Wednesday, February 11, 2015

The Devil's Intern - a hot read for a cold day




The Devil's Intern: With traces of the with and straight-faced alternative reality found in Good Omens and The Hitchhiker's Guide to the Galaxy, this is one of the funniest new books I have read in a very long time.

The title is not accurate, of course - the Devil doesn't have an intern.  His Chief Accountant, however, does. Hell is big business - almost everyone goes there when they die and after several thousand years that's a lot of souls who need to have food to eat, dorms in which to sleep, clothes to wear, and cell phones to keep in touch with each other across the myriad of caverns, tunnels and byways of Hell.

And all that costs money.

Bills from every department in the massive bureaucracy that is a modern Hell come pouring in to the office of Septimus - Hell's Chief Accountant and number two Devil.  Mitchell Johnson, a seventeen year-old musical prodigy (dead only four years and not suited to manual labour) wins the position of Devil's Intern and is tasked with juggling the invoices, demands and credit notes that threaten to overwhelm the office.  Having an intern to help process all the bills while the Chief Accountant calms Sir down in his latest rage won't do much to stop the bigger problems, though - overcrowding and lack of funds.

There's still an economy in Hell - all Devils work, all Devils earn a paycheck and all Devils consume.  But while the population of Hell is ever-growing, Hell itself, isn't: overcrowding and shortages have become distinct threats to the balance of operations in Hell and something has to be done about it -
- Sir wants to unleash Operation H, which may or may not be the kind of devastating plague that makes ebola look like a bad rash
- Septimus wants to lead an unholy war of Devils to bring Heaven to their knees

but neither plan is ready to launch - and Septimus has a last ditch effort that is risky, requires a team of trustworthy Devils and will, if successful, stop the dead from coming to Hell.

Septimus is the guardian of Hell's only impervious safe - in addition to reports of security breaches, glistening black credit cards backed by the strength of Wall Street, and stacks of emergency currency from all major countries, he is the keeper of the fabled Viceiseometer - a device that allows the possessor to travel through space and time.

With the Viceiseometer a team of focused Devils can travel to world events and limit the kinds of carnage that fills Hell with new dead - plagues, environmental disasters, terrorist attacks could all suddenly lose their bluster - and thanks to the paradox of not know what could have (but then didn't) happen, no one on earth would realize their temporal strand was tampered with.

Of course, that plan is shot to hell when Mitchell Johnson (four syllables, nothing more) realizes he has the chance to keep one very important devil from coming to hell - himself.

It wouldn't be much of a story if Mitchell just stole the Viceiseometer, went back to his death, stopped himself from getting hit by a bus and went on to be the next genre-subverting alterna-rock star. No, the story includes Medusa - known throughout Hell for her strawberry cheesecake, Eleanor - who has desperately waited hundreds of years for the chance to find the friends who would save her from an excruciating death she couldn't avoid, and Alfarin - a Viking who died in battle and is famous in Hell for appearing to his family after his death.

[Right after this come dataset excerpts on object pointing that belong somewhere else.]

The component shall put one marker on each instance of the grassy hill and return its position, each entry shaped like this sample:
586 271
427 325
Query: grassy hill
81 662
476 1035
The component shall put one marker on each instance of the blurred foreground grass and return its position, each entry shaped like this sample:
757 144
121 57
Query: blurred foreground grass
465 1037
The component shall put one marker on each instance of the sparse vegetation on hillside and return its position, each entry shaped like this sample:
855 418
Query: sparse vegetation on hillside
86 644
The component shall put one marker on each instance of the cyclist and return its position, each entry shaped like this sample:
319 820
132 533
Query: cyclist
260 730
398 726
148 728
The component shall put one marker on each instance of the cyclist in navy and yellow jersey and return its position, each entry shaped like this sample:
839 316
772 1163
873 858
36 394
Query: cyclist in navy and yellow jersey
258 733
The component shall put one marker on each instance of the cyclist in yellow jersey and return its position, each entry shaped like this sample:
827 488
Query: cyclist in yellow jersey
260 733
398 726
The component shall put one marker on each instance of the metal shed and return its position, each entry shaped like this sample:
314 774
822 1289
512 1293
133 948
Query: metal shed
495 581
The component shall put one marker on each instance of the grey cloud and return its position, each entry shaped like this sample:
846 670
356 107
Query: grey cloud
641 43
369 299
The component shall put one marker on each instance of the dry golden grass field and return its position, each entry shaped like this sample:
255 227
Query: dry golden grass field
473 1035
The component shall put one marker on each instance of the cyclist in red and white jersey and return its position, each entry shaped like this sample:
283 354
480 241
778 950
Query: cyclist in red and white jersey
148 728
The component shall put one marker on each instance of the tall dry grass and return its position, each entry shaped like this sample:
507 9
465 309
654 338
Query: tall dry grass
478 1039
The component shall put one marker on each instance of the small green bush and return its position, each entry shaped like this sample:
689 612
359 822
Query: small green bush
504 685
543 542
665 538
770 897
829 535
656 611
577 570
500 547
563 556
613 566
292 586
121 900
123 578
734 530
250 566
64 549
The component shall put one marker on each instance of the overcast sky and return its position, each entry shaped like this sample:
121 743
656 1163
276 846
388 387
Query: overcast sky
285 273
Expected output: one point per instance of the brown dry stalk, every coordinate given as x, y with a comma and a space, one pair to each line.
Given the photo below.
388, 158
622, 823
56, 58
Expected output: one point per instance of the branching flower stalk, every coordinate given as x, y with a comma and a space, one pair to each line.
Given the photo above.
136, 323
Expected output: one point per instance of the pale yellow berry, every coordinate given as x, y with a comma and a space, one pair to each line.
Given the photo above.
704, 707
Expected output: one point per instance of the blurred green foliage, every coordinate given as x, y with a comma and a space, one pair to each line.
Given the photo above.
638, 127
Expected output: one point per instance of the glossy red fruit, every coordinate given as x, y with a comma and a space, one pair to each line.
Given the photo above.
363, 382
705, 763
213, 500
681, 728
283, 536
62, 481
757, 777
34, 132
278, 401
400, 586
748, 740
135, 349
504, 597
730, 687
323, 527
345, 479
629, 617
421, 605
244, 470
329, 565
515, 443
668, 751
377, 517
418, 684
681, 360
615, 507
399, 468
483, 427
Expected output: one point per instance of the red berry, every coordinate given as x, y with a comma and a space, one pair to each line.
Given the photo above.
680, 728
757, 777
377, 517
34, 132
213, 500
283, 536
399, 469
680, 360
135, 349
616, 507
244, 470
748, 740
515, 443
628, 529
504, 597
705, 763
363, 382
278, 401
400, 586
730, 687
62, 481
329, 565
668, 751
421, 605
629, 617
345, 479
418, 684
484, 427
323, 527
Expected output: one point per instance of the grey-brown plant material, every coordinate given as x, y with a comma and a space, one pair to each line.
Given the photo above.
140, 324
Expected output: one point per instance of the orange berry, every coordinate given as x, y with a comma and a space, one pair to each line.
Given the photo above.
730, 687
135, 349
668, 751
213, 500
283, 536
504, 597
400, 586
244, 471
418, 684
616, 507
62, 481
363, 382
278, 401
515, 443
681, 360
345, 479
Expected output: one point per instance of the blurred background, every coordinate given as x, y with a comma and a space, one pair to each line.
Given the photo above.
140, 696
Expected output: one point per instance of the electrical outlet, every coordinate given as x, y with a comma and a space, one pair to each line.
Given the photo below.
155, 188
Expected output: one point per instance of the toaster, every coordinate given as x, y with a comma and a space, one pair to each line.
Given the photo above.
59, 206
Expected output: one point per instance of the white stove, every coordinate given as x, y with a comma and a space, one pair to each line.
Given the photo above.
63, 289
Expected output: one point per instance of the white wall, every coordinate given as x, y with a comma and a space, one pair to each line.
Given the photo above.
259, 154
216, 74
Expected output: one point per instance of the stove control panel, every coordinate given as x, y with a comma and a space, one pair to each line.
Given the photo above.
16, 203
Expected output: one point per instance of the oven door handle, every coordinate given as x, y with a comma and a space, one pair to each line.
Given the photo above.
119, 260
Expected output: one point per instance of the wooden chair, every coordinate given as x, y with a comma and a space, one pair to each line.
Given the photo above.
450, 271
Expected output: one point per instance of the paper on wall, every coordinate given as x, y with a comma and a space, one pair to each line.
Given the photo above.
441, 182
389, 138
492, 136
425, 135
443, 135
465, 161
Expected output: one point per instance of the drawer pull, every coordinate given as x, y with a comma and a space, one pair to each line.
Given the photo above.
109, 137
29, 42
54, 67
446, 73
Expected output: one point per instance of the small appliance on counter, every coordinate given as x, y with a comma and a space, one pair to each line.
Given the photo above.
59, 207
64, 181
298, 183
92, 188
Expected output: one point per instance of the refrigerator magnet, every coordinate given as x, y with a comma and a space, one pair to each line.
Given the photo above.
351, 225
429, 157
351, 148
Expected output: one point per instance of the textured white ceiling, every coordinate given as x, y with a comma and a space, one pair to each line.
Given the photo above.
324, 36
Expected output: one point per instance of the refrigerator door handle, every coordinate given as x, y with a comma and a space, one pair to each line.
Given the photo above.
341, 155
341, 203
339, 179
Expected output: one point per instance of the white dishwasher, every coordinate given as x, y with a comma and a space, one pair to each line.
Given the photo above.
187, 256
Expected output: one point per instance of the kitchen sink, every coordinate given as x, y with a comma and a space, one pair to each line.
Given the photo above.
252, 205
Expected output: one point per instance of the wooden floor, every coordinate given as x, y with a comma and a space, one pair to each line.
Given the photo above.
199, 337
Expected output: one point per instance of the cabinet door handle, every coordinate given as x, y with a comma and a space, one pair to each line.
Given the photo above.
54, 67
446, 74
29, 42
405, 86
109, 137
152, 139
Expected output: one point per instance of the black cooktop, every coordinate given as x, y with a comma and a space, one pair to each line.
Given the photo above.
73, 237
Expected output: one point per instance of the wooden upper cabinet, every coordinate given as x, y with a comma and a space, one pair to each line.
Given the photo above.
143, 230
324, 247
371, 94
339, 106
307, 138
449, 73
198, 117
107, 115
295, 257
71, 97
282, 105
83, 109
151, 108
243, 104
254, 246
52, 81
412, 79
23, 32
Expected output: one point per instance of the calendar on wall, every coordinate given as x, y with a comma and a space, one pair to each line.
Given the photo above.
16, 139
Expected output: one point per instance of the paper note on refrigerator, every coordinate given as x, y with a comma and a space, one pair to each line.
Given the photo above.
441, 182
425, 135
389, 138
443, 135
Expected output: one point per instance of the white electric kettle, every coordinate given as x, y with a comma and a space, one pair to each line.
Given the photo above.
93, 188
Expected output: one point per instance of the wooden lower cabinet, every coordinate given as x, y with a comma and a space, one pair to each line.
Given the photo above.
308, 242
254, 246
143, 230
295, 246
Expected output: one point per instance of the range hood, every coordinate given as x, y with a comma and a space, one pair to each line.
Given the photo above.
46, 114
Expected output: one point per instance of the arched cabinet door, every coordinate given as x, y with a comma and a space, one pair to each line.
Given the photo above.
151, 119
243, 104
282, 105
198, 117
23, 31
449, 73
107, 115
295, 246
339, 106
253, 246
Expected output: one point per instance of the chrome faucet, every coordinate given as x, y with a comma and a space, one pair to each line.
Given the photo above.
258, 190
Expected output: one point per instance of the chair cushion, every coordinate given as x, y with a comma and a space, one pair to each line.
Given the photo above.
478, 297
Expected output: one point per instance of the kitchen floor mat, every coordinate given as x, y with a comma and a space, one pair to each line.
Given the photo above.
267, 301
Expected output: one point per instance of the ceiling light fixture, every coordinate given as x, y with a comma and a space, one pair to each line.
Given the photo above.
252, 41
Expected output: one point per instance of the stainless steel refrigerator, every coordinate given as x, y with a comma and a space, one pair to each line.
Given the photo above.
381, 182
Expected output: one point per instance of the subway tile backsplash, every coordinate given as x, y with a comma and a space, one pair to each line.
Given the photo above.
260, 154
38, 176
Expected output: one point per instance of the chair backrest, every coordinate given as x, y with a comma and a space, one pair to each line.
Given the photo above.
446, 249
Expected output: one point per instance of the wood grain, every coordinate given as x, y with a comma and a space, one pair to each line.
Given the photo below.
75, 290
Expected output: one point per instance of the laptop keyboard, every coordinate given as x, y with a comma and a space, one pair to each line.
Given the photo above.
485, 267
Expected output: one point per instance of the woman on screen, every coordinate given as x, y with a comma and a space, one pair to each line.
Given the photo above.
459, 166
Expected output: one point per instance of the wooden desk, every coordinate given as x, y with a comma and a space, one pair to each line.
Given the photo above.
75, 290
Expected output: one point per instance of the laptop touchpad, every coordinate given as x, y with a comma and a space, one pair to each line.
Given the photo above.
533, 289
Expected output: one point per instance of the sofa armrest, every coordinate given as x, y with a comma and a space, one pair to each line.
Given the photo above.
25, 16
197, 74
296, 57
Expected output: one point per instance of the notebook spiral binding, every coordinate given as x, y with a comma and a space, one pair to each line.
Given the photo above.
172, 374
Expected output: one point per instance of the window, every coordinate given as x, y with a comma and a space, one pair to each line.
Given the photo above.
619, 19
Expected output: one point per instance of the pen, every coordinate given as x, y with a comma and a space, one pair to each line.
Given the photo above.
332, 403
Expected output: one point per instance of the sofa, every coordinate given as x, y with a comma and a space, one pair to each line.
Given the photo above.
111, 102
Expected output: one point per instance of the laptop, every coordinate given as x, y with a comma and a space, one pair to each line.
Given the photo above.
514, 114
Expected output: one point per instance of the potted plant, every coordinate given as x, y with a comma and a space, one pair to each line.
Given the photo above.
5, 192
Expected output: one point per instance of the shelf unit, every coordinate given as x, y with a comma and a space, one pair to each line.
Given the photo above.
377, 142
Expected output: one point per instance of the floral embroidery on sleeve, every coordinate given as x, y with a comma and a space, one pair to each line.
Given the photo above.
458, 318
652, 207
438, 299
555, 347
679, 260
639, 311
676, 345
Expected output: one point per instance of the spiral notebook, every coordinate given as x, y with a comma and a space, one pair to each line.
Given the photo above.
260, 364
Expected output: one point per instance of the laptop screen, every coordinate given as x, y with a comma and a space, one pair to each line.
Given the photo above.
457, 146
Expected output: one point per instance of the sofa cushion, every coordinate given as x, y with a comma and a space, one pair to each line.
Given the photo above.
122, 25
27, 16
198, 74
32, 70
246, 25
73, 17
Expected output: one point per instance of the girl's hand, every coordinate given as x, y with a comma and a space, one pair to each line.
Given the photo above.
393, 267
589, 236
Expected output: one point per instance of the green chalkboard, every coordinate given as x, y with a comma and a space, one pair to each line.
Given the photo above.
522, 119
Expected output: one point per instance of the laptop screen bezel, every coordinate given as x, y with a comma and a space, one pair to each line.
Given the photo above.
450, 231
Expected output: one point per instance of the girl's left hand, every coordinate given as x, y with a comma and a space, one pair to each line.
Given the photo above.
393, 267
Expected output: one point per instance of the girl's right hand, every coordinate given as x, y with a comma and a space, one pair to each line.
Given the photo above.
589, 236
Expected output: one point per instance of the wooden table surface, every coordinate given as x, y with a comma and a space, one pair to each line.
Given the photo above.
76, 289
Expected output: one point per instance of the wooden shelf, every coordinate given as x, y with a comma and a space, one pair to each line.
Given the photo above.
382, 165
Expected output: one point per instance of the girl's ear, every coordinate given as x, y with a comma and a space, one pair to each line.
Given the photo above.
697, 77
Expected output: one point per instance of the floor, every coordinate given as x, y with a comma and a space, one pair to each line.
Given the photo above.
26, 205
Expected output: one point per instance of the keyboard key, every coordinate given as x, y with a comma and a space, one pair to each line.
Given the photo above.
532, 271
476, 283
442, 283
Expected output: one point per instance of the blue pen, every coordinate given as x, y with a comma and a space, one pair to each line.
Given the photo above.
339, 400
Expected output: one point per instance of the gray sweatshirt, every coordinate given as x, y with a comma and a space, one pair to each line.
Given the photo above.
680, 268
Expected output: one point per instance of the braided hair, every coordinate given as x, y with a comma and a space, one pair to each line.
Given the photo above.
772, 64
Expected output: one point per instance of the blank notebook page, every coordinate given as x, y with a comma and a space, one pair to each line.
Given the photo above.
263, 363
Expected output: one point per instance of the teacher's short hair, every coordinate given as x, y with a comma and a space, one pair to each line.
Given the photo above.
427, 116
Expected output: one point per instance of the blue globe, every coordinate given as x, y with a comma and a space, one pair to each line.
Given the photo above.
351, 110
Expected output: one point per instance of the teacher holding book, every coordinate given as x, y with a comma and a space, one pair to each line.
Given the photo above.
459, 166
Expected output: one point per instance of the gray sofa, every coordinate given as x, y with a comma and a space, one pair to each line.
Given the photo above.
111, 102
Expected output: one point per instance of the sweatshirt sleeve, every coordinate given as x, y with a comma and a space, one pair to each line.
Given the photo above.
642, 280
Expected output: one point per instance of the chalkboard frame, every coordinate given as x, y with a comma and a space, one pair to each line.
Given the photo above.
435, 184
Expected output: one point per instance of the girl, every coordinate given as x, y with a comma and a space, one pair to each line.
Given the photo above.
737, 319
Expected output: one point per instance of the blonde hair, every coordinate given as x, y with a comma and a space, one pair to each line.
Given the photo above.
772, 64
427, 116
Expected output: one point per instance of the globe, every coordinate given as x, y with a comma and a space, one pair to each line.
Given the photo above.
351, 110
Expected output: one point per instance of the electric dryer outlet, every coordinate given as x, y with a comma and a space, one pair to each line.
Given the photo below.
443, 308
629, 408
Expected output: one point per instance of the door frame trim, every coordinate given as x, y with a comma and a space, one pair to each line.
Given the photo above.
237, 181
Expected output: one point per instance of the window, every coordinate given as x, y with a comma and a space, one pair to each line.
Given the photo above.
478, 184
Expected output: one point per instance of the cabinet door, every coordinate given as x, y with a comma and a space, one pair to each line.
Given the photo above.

So, they steal the Viceiseometer and everything goes according to plan.  Until it doesn't - which happens the moment they land in Central Park and realize they have all acclimated to Hell and are at very real risk of freezing to another death on a cold November day.

Mitchell is desperate to save his friends from death and has trouble processing the fact that they might want to see their deaths from the other side, but don't want to live again.  From the reeking, muddy village where Alfarin is slaughtered to the raging inferno as London burns where Eleanor saves her brothers, but not in time to save herself, to Medusa's - well, actually that's the biggest thing that doesn't go according to plan: Medusa runs off on her own to a different time and place with no forwarding address.  Team DEViL loses her, finds her again and accidentally save her life.

It takes forty years for her to come back to them - which she accidentally does when she interviews to be the Devil's other Intern.  It will take another four months for me to find out what happened - book two is due out June 2015, and by all accounts Septimus, who exists beyond the paradox, has engineered her return to the group, but before she can find out how these devils appeared to her before her death, she'll be on an adventure with them to save the earth from the Devil's nightmares.

If you haven't read The Devil's Intern yet, I highly recommend it - the characters are rich, flawed, and real.  If you have, give it another read - the carefully plotted nuances - forty years dead, over forty years; strawberries; what was fate and what was a plan you didn't know you made yet, are all waiting to be rediscovered.